Comience bajo y vaya lento

En primer lugar, “comience con poco y vaya despacio”. Si no tienes experiencia con el cannabis, siempre es recomendable comenzar con una dosis baja, incluso una microdosis, y esperar a que los efectos surtan efecto antes de consumir más. 

A medida que se familiarice con la forma en que la planta interactúa con su cuerpo, puede comenzar a ajustar su dosis, aumentando lentamente hasta que alcance su punto óptimo personal. El punto óptimo representa la dosis que brinda el resultado deseado sin efectos no deseados, como la paranoia.

Cultivar un conjunto y un entorno positivos

Otro método que puede ayudar a reducir las posibilidades de paranoia es prestar atención al escenario y al entorno. En los últimos años, la investigación ha subrayado la importancia de cultivar una mentalidad útil y un entorno seguro para experimentar sustancias como el cannabis. 
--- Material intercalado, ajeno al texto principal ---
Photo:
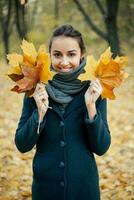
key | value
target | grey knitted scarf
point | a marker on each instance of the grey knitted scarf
(63, 87)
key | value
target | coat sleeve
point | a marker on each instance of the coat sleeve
(98, 134)
(26, 134)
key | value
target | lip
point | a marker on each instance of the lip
(66, 69)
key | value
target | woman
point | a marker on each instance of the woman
(76, 127)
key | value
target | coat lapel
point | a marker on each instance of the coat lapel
(76, 103)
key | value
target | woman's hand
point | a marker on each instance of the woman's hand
(41, 98)
(91, 95)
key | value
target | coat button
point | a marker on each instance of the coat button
(62, 143)
(61, 123)
(62, 164)
(62, 183)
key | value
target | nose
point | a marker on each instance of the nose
(64, 62)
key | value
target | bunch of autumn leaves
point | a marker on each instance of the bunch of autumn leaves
(33, 66)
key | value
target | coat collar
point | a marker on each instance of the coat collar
(76, 103)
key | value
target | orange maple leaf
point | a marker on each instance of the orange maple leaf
(30, 68)
(109, 71)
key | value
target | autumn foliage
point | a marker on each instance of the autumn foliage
(28, 69)
(109, 71)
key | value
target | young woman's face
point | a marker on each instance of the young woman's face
(65, 54)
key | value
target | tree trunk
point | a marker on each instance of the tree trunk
(111, 25)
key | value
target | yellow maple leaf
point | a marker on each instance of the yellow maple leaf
(90, 68)
(14, 59)
(33, 68)
(108, 70)
(29, 49)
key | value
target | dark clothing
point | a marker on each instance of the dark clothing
(64, 166)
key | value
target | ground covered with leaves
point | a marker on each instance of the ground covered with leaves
(116, 167)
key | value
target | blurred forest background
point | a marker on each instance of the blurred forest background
(102, 23)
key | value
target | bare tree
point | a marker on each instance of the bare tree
(12, 12)
(109, 14)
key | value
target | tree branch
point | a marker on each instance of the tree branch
(103, 12)
(89, 21)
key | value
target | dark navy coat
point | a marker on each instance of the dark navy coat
(64, 167)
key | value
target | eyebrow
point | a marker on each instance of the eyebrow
(68, 51)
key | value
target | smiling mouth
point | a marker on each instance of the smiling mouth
(66, 69)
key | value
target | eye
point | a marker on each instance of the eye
(72, 54)
(57, 55)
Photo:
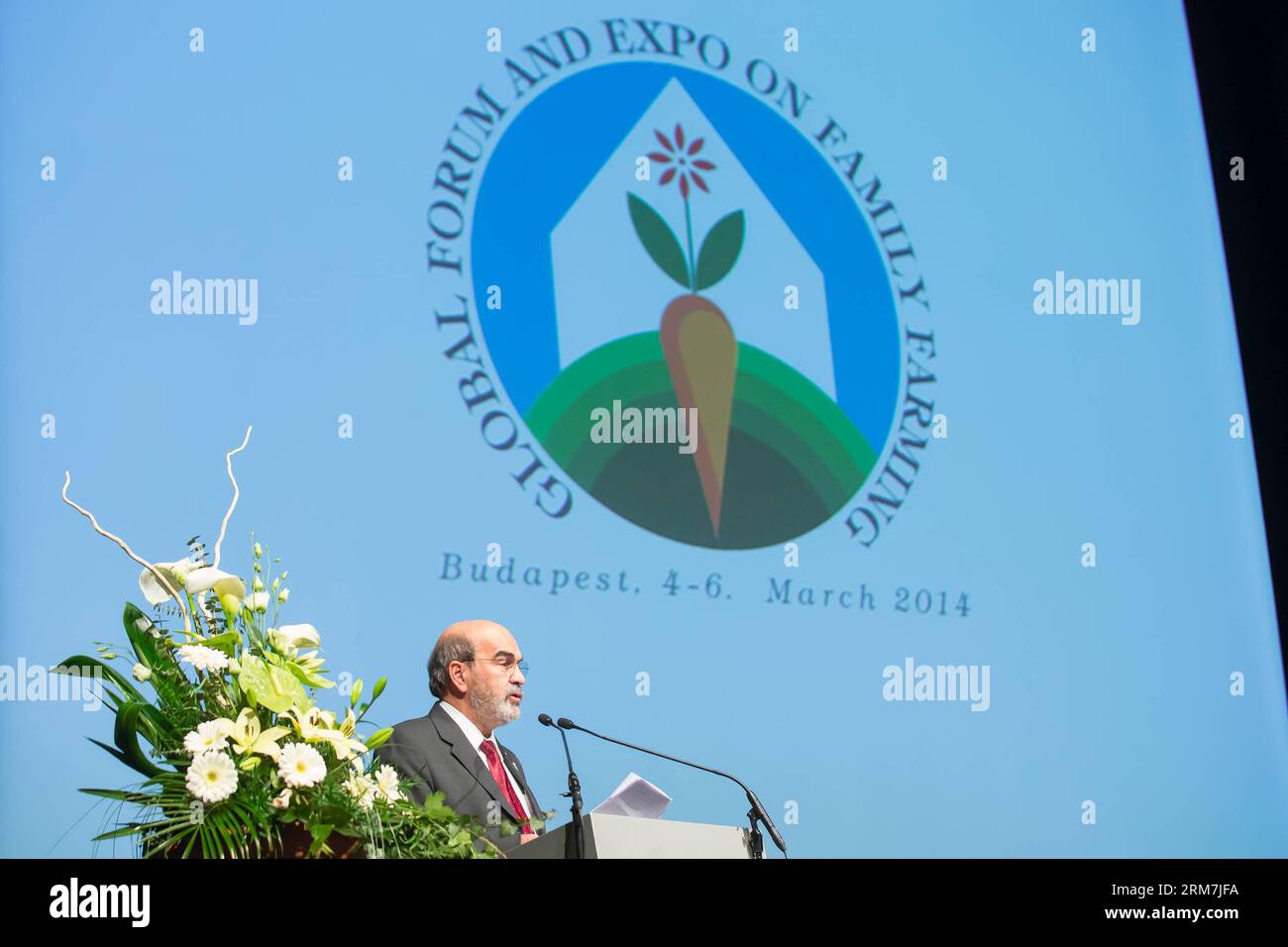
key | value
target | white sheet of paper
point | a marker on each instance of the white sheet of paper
(635, 796)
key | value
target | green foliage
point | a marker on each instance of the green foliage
(658, 240)
(266, 686)
(720, 250)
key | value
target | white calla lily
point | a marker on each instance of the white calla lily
(209, 578)
(174, 573)
(296, 637)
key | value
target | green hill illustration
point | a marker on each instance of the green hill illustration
(793, 458)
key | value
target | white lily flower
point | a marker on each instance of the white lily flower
(174, 573)
(296, 637)
(209, 578)
(248, 736)
(386, 784)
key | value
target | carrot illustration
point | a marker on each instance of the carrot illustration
(697, 339)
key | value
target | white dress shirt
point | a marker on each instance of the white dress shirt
(476, 736)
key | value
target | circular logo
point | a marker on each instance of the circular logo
(686, 303)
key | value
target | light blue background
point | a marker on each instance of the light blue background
(1108, 684)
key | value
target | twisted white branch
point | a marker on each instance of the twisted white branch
(236, 492)
(117, 540)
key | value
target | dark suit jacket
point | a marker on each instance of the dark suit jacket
(434, 753)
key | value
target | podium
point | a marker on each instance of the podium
(626, 836)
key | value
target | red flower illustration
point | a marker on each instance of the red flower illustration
(682, 161)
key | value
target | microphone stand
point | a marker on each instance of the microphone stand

Como se discutió anteriormente, la paranoia tiende a surgir cuando hay una gran cantidad de emociones negativas presentes. La ansiedad, por ejemplo, puede conducir rápidamente a sentimientos de amenaza o vulnerabilidad al daño. Por lo tanto, consumir marihuana en un entorno en el que te sientas seguro y a gusto, y con un estado mental relajado y abierto, puede ayudar a disminuir la posibilidad de que se produzca paranoia.

Montarlo

Sin embargo, si haces todo lo correcto y la paranoia sigue atacando, no todo está perdido. Aunque la paranoia drogada puede sentirse intensa y abrumadora, por lo general es de corta duración y desaparece después de una o dos horas. Las siguientes técnicas pueden aliviar la intensidad de la experiencia y ayudar a pasar el tiempo.

Algunos consumidores de cannabis confían en las soluciones sencillas, como la respiración profunda, actividades relajantes como el yin yoga, envolverse en una manta y esperar a que desaparezca la paranoia, o ponerse en posición horizontal y relajarse en la cama. 

Hierbas, especias y cepas de CBD

También hay anécdotas sobre inhalar o consumir pimienta negra recién molida o jugo de limón. Los terpenos aromáticos presentes en estas plantas pueden ayudar a inducir la relajación o sentimientos de conexión a tierra, similares a los efectos de la aromaterapia. 

Por último, prueba el CBD. Fumar una variedad de CBD o masticar gominolas de CBD puede generar sentimientos de calma, contrarrestar la ansiedad o los sentimientos negativos, lo que ayuda a aliviar la paranoia de la marihuana.